Six months after the explosion at Abule Ado, a Lagos suburb, fresh evidence has emerged faulting official claim over cause of the explosion. The explosion, which occurred on March 15, 2020 at the Soba community in Abule Ado, killed 23 persons and left many properties damaged. The site of Bethlehem Girls College, one of the major properties hit by the explosion, remains in rubles. The school lost its administrator, Rev. Sister Henrietta Alokha to the inferno. The Nigeria National Petroleum Corporation, NNPC then claimed that a truck hit a gas processing plant in the area causing the explosion that claimed lives and properties.
But the BBC in a story on Monday exposed that the explosion was the outcome of a leak from the ageing pipelines carrying petroleum products by the NNPC through the neighbourhood.
The BBC Africa Eye in its investigative report says the claim by the NNPC that the explosion was caused by collision of a truck with a gas plant is false. First, it confirmed that there was no gas plant in the area and that, with the exception of one, all the 14 gas cylinders scattered around the place were virtually undamaged. It added that the cylinders were found about 80 metres away from the epicentre and within 10 metres of one another. Thus, had they been at the source of the explosion the damage might have made them almost unrecognissable. Besides, BBC Africa Eye reports the experts as saying that the ‘profile, intensity, and volume of vapourised products seen in the video rules out gas cylinders.’
Therefore, BBC Africa Eye, instead of the claim by NNPC, insists that the explosion could have been from ageing pipeline. Working on a video recorded shortly before the explosion
and the accounts of eyewitnesses, the BBC concludes that the rain of a few hours before the incident may have softened the ground atop the pipeline. This, it believed, would have exposed the pipelines to pressure from the weight of the “heavily loaded truck”, which was parked on an “eroded, unsurfaced road” already softened by rainwater.
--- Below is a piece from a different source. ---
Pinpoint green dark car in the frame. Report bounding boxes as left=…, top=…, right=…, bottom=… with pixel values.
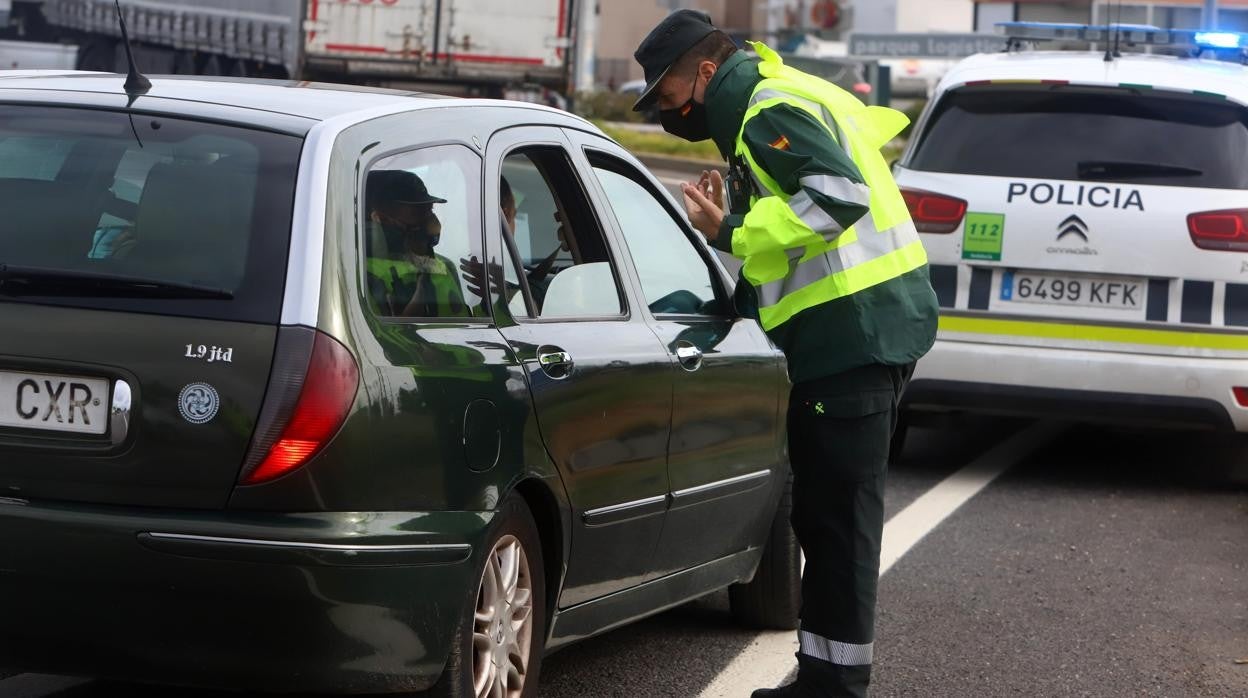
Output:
left=0, top=74, right=799, bottom=696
According to BBC, “This could have pressured the pipeline to breaking point, releasing a cloud of vapourised flammable petroleum product that ignited (the explosion).” So, using visual evidence taken from the site it was able to determine that the road’s surface had been eroded prior to the explosion. Now, it did not just rely on its findings at the site of the explosion, the BBC Africa Eye sought the opinions of relevant experts.
It says that the verdict of three engineers who specialized in LPG gas safety, petroleum pipeline safety and explosion analysis is that the “huge leak of vapourised liquid could not have come from gas cylinders.”
Dr. Ambisis Ambituuni, petroleum pipeline safety expert told the BBC that “(the pipeline has) been in existence for way over the lifespan of the pipeline.” He then wondered why the relevant authorities had found it “difficult” to maintain the pipelines. It is not certain if the NNPC is planning to maintain the pipelines in order to prevent a re-occurrence. But what is certain is that the corporation has not admitted responsibility for the explosion and the calamities that followed. This is because the BBC quoted the corporation of insisting that “NNPC pipelines comply with safety and regulatory guidelines.” What this implies is that it would not accept blame for the explosion. That stance was accepted by the populace, at least until the revelation by the BBC. With the development, there is a call for further probe into the incident, and similar explosions in the past. Another question that is being asked is are the victims of the explosion not qualified for compensation by the authorities?
Nnaemeka Amaechina, a Legal Practitioner, told TELL, “if it is established that the inferno was due to negligence of NNPC in carrying out their operations, definitely they are liable to compensate all those that suffer losses [as a result of the explosion].” Though it has not accepted responsibility for the explosion, the corporation claimed to have “worked closely with the Lagos State Government in providing a N2bn relief fund for the victims of the explosion”. But residents of the area said the support from Lagos State government was for families of the deceased. So, Francis Duru, secretary of Soba Community Development Association, CDA said members of the community were still waiting for the NNPC to compensate them. According to him, they had made several calls to officials of NNPC but the only thing they got were promises. Duru told TELL that after the initial repairs of the pipelines staff of NNPC were yet to fulfil the promise to return for a comprehensive repair work on their facilities in the area. He said the officials have also failed to visit to meet with residents. When our reporter was at the site on Tuesday the carcasses of some of the trucks were still there, while some property owners have started repairs on their buildings. But Duru said that those whose properties were damaged were yet to get support from any government agency. Amaechina has some advice for them. He said they should start a legal process on the issue now, lest the time permitted by law expires.
Akinbode Oluwafemi, environmental rights activist and executive Director, Corporate Accountability & Public Participation Africa is asking for a probe into the incident. He wants government to “set up an independent panel on pipelines explosion in Nigeria and use this as a case study.” Oluwafemi is right, because a full disclosure of what led to such a calamity should help in preventing similar accidents in future. He also wants Lagos State government to look at ways of protecting “the people these serial explosions.”
Started in April 2018 the BBC Africa Eye, a bi-weekly TV and Online investigations broadcast series has uncovered hidden stories across Africa. It is broadcast not only in English but also in French, Hausa and Swahili.